Reconstruction géométrique par estimation de posture

Mathieu Barnachon, Brice Michoud, Erwan Guillou, Saida Bouakaz. In ORASIS 2009, Trégastel

Geometrical reconstruction from multiple cameras can now concurrence classical reconstruction. Shape From Silhouette (SFS) is a method that estimates the Visual Hull, in real time from observed silhouette in each view. Despite the fact that SFS is really simple and robust, it produces ghost parts: a set of 3D points that does not belong to real objects. These parts can significantly disturb the precision and the realism of the 3D shape. In this paper, we suggest to use the motion estimation of people, getting from motion capture, in order to remove these ghost parts and refine geometry. By construction, SFS gives a 3D hull of the filmed person. If we transform the computed geometry from original pose to the current pose, the intersection of reconstruction and observed pose produces a more precise reconstruction than the classical SFS. In this work, we introduce a real time and incremental approach, which automatically refines the 3D reconstruction of the acquired object.

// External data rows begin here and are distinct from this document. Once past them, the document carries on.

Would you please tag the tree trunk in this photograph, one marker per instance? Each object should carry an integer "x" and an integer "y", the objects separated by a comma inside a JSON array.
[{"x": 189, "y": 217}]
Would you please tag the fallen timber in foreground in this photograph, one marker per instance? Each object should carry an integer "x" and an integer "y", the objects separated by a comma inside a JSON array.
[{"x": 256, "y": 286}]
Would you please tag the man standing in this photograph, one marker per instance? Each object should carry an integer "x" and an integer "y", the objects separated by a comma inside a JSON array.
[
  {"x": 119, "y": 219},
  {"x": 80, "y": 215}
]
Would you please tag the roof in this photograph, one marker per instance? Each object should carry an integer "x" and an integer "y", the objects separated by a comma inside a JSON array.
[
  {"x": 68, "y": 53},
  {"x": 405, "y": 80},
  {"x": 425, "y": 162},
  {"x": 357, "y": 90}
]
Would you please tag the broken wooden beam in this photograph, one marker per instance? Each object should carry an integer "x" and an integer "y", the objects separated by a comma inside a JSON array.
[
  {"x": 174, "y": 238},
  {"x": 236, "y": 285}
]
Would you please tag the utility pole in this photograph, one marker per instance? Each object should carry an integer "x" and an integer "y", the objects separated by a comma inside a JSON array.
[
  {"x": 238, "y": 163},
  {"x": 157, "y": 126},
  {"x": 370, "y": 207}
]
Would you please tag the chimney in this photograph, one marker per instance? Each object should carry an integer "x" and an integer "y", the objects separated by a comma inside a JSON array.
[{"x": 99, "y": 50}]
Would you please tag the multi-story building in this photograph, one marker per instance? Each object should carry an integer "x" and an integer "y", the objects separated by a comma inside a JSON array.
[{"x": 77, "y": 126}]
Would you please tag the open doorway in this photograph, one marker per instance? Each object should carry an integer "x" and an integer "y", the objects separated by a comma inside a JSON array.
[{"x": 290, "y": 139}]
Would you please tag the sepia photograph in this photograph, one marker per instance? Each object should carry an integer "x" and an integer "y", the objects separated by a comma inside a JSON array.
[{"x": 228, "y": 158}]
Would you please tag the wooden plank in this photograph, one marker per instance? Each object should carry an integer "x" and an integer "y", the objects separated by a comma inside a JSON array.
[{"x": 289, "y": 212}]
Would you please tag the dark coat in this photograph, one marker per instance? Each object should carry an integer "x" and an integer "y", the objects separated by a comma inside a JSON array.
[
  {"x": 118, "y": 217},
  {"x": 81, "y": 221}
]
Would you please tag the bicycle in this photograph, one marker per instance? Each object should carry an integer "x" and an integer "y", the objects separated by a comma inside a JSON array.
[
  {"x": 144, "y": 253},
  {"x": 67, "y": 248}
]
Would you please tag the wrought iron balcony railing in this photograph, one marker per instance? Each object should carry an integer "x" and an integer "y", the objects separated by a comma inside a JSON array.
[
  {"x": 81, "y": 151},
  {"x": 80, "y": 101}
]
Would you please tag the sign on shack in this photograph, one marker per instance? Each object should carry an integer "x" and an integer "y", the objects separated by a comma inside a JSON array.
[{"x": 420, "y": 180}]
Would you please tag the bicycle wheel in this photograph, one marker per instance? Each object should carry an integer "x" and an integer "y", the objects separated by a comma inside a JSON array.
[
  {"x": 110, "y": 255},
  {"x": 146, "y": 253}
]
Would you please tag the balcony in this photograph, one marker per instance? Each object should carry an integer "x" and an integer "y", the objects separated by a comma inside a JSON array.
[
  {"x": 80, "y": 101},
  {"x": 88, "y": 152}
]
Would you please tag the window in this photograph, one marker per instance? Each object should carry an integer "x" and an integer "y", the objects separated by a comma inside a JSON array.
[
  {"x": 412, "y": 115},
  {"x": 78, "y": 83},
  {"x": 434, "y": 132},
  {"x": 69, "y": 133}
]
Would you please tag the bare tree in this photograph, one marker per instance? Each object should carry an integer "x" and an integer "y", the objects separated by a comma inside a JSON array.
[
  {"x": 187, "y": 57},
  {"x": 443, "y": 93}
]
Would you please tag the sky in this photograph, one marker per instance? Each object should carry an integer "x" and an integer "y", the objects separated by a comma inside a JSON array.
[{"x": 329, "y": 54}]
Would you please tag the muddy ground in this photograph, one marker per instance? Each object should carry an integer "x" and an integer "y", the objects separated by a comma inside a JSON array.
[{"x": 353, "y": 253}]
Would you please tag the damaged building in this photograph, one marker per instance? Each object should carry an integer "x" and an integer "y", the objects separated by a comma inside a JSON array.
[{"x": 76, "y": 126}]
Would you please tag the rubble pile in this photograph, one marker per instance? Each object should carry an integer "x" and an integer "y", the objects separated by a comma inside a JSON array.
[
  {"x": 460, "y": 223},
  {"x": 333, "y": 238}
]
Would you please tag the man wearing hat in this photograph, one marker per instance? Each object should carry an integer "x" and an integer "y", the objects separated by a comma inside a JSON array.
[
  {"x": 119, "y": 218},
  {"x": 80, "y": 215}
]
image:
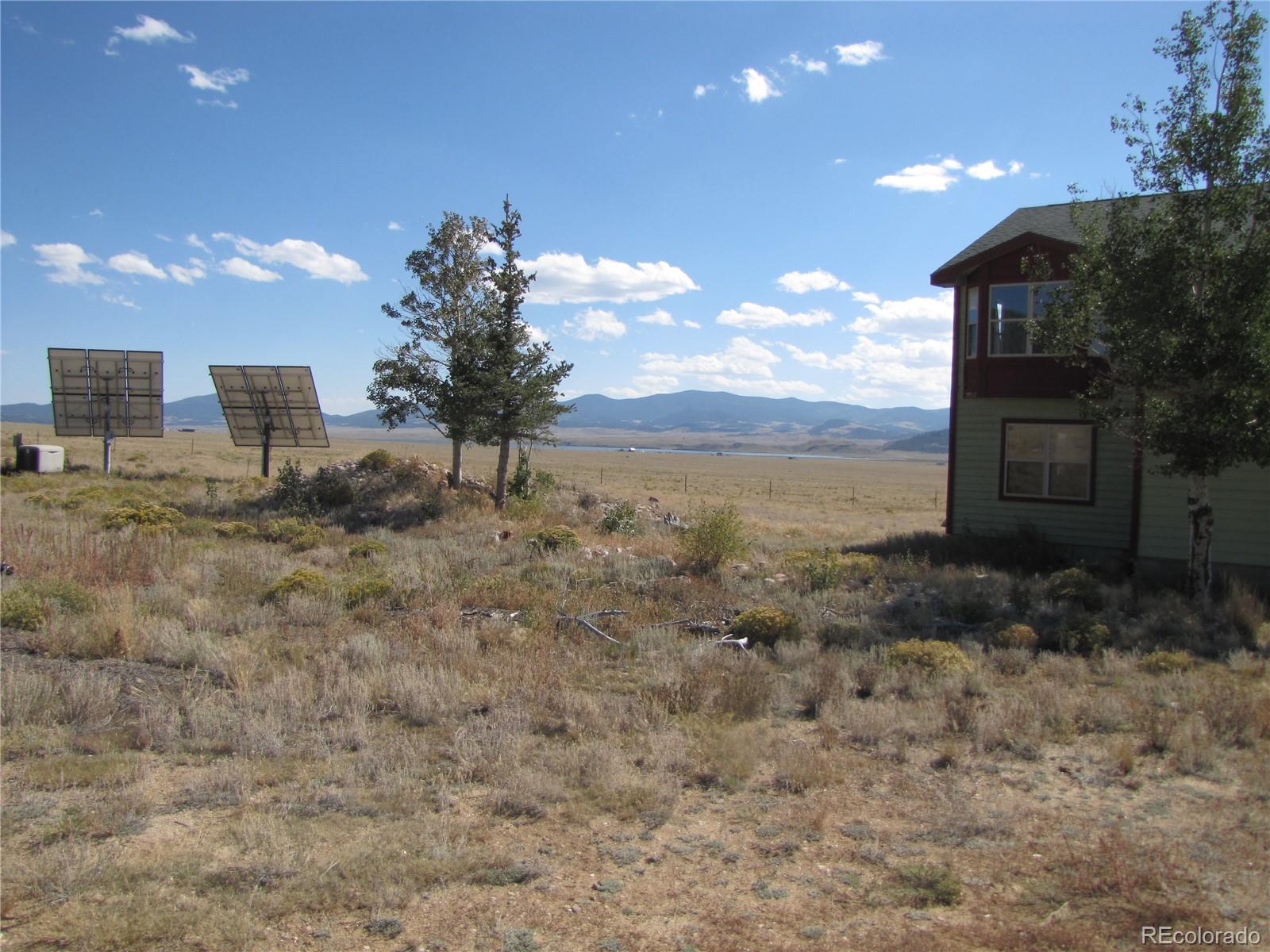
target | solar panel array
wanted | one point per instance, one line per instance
(271, 405)
(101, 391)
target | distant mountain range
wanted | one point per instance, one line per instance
(689, 412)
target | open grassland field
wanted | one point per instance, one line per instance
(357, 710)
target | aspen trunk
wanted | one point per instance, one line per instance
(1199, 566)
(505, 452)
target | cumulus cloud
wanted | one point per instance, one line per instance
(860, 54)
(216, 80)
(567, 278)
(243, 268)
(808, 65)
(67, 263)
(594, 324)
(984, 171)
(751, 315)
(188, 276)
(927, 177)
(306, 255)
(137, 263)
(148, 31)
(819, 279)
(757, 86)
(660, 317)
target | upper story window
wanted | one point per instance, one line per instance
(1010, 308)
(972, 321)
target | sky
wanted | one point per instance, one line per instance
(742, 197)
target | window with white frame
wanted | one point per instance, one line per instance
(1048, 461)
(1010, 308)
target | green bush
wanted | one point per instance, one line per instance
(620, 518)
(302, 581)
(1166, 662)
(935, 658)
(234, 530)
(366, 549)
(148, 517)
(1075, 585)
(715, 536)
(556, 539)
(766, 626)
(1014, 636)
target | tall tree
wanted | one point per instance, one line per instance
(432, 374)
(518, 380)
(1168, 305)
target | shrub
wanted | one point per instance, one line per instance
(302, 581)
(935, 658)
(1166, 662)
(234, 530)
(556, 539)
(766, 626)
(1015, 636)
(714, 536)
(620, 518)
(366, 549)
(1075, 585)
(378, 461)
(148, 517)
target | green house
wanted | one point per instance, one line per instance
(1020, 455)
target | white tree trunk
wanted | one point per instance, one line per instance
(1199, 565)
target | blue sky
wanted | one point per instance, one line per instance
(719, 197)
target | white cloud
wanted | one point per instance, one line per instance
(984, 171)
(757, 86)
(121, 301)
(916, 315)
(188, 276)
(751, 315)
(594, 324)
(660, 317)
(243, 268)
(137, 263)
(819, 279)
(216, 80)
(148, 31)
(567, 278)
(927, 177)
(808, 65)
(860, 54)
(308, 255)
(67, 262)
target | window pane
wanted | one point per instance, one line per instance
(1026, 441)
(1070, 444)
(1070, 480)
(1024, 479)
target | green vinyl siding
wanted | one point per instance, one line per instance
(1241, 516)
(977, 479)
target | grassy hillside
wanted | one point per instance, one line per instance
(360, 711)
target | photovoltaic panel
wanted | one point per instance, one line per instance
(99, 391)
(279, 401)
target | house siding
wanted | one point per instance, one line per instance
(1241, 516)
(1102, 528)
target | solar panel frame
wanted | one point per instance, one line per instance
(279, 400)
(106, 391)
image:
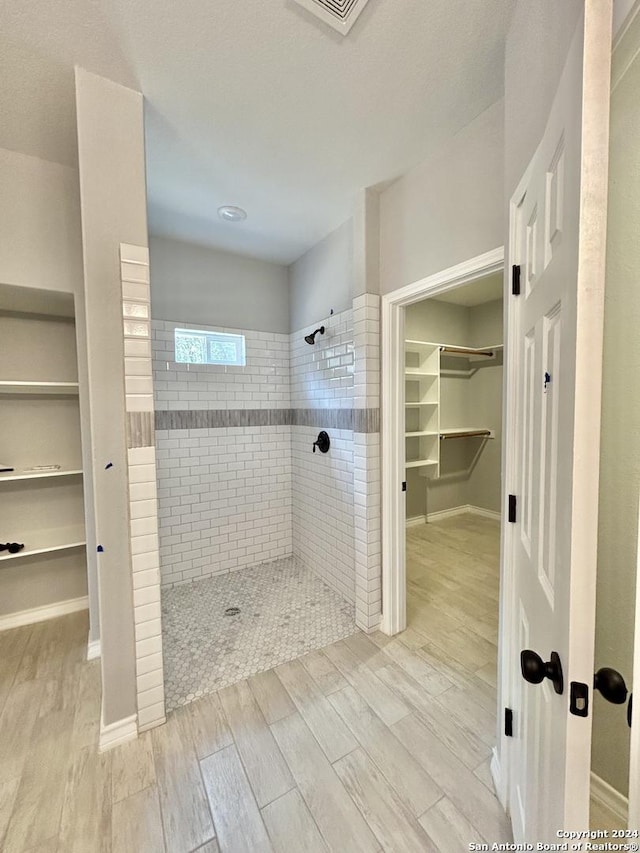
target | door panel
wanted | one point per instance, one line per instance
(559, 228)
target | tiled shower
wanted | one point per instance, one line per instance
(250, 518)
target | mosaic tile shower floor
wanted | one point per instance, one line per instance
(285, 612)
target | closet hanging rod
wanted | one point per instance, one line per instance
(462, 350)
(486, 433)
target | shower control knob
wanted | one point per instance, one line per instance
(323, 442)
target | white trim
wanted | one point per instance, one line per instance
(622, 19)
(41, 614)
(613, 801)
(93, 649)
(118, 733)
(634, 738)
(498, 781)
(392, 422)
(485, 513)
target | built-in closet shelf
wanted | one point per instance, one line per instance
(13, 476)
(422, 463)
(417, 405)
(47, 541)
(8, 386)
(467, 432)
(471, 352)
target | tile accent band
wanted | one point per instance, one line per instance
(140, 429)
(357, 420)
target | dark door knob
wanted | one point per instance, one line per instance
(611, 685)
(535, 670)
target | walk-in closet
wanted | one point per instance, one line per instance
(453, 418)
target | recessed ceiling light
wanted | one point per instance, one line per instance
(231, 214)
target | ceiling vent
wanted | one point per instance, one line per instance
(339, 14)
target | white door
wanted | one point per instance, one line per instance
(559, 228)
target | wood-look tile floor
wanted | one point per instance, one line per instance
(369, 744)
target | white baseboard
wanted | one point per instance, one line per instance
(93, 649)
(613, 801)
(462, 510)
(498, 782)
(41, 614)
(118, 733)
(485, 513)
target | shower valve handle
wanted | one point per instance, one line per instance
(323, 442)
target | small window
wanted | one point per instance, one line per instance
(194, 346)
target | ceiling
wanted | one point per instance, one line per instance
(256, 103)
(477, 293)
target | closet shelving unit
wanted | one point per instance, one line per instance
(423, 430)
(40, 426)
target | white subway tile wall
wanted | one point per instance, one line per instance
(322, 373)
(225, 499)
(322, 487)
(367, 476)
(263, 383)
(235, 497)
(143, 504)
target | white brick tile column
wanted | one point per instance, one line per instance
(143, 498)
(366, 462)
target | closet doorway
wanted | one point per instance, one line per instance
(442, 414)
(453, 347)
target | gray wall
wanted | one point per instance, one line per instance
(447, 209)
(533, 64)
(620, 449)
(194, 284)
(468, 475)
(322, 279)
(113, 204)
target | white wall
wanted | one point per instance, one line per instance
(447, 209)
(535, 53)
(322, 279)
(113, 204)
(39, 223)
(620, 447)
(194, 284)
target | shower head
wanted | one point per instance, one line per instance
(311, 339)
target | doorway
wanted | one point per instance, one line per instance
(453, 437)
(449, 465)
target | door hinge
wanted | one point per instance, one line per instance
(515, 279)
(508, 722)
(579, 699)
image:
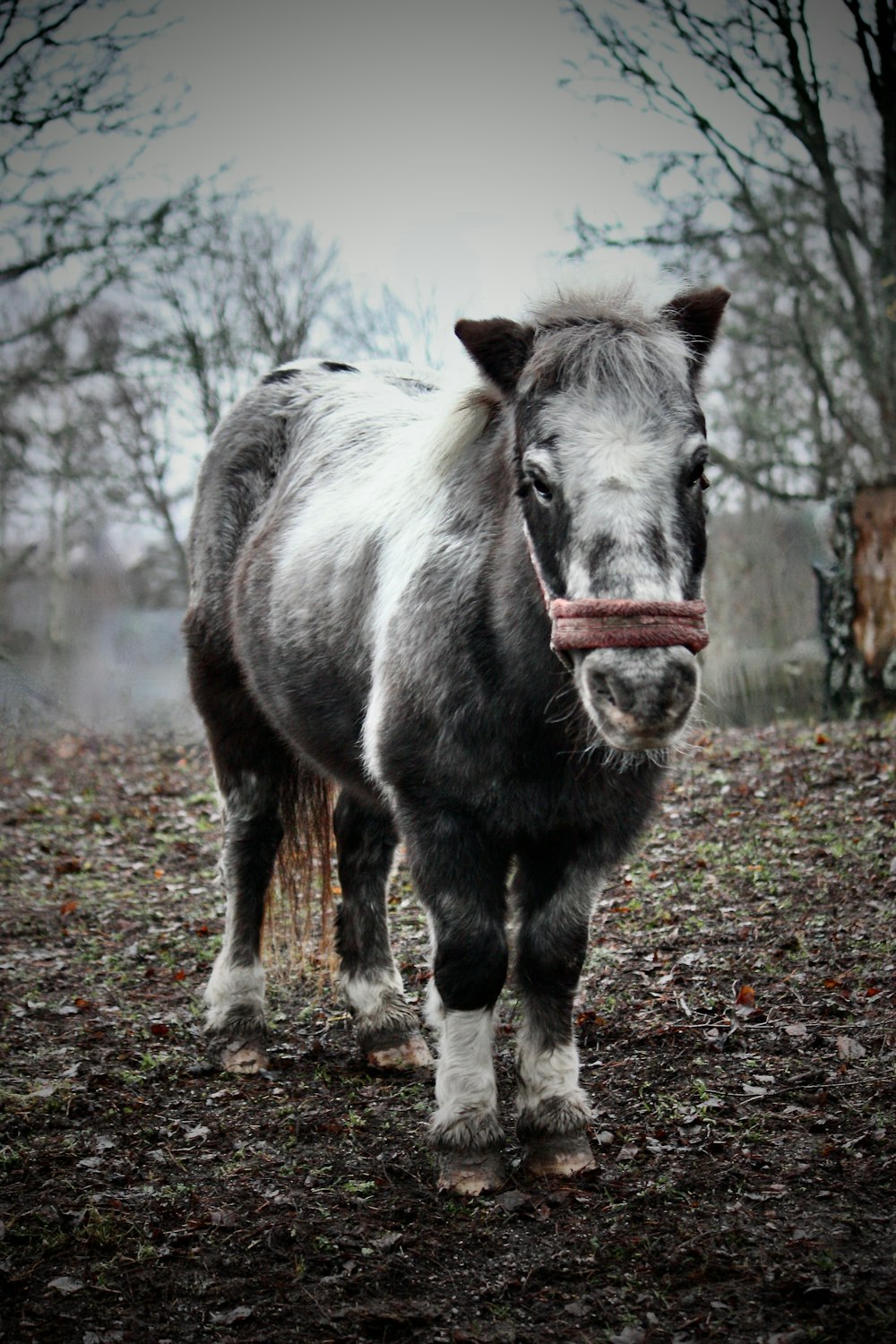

Reconstruction Géométrique et Photométrique Incrémentale d'un Personnage en Mouvement à partir de Séquences Vidéo

Mathieu Barnachon, Erwan Guillou, Brice Michoud. In AFIG 2008, Toulouse

Avec les progrès constants de la réalité virtuelle et augmentée, de plus en plus d'environnements de qualité sont créés. Pour peupler ses environnements, il est nécessaire d'avoir des avatars brillants de réalisme. Les méthodes de Shape from Silhouette volumique permettent d'obtenir une ébauche de surface lors de l'enregistrement vidéo d'un sujet à partir de plusieurs caméras. Partant de cette représentation voxélique, on se propose de fournir la surface d'un modèle, à l'aide notamment du Marching Cubes. Pour des raisons évidentes d'efficacité, la reconstruction doit être incrémentale. Une technique de skinning permettra la génération d'un modèle générique dans une pose quelconque. Cela permet aussi d'affiner le modèle au cours du temps lorsque des parties auparavant invisibles rentrent dans le champs des caméras. La méthode se veut automatique, se contentant d'une reconstruction voxélique, et d'une estimation du mouvement d'un squelette humain -- sous forme de fichiers BVH, ou de positions des articulations -- pour fournir une surface d'une grande finesse. Une lecture des images des caméras permet d'obtenir les textures aux endroits reconstruits. Une approche dépendante du point de vue virtuel se propose d'utiliser la texture la plus adaptée. Le résultat en sortie est donc un avatar d'une surface assez précise -- même avec des données bruitées -- et texturée comme le modèle initial. L'ensemble de la méthode fonctionne en temps réel, en augmentant la précision des données en entrée.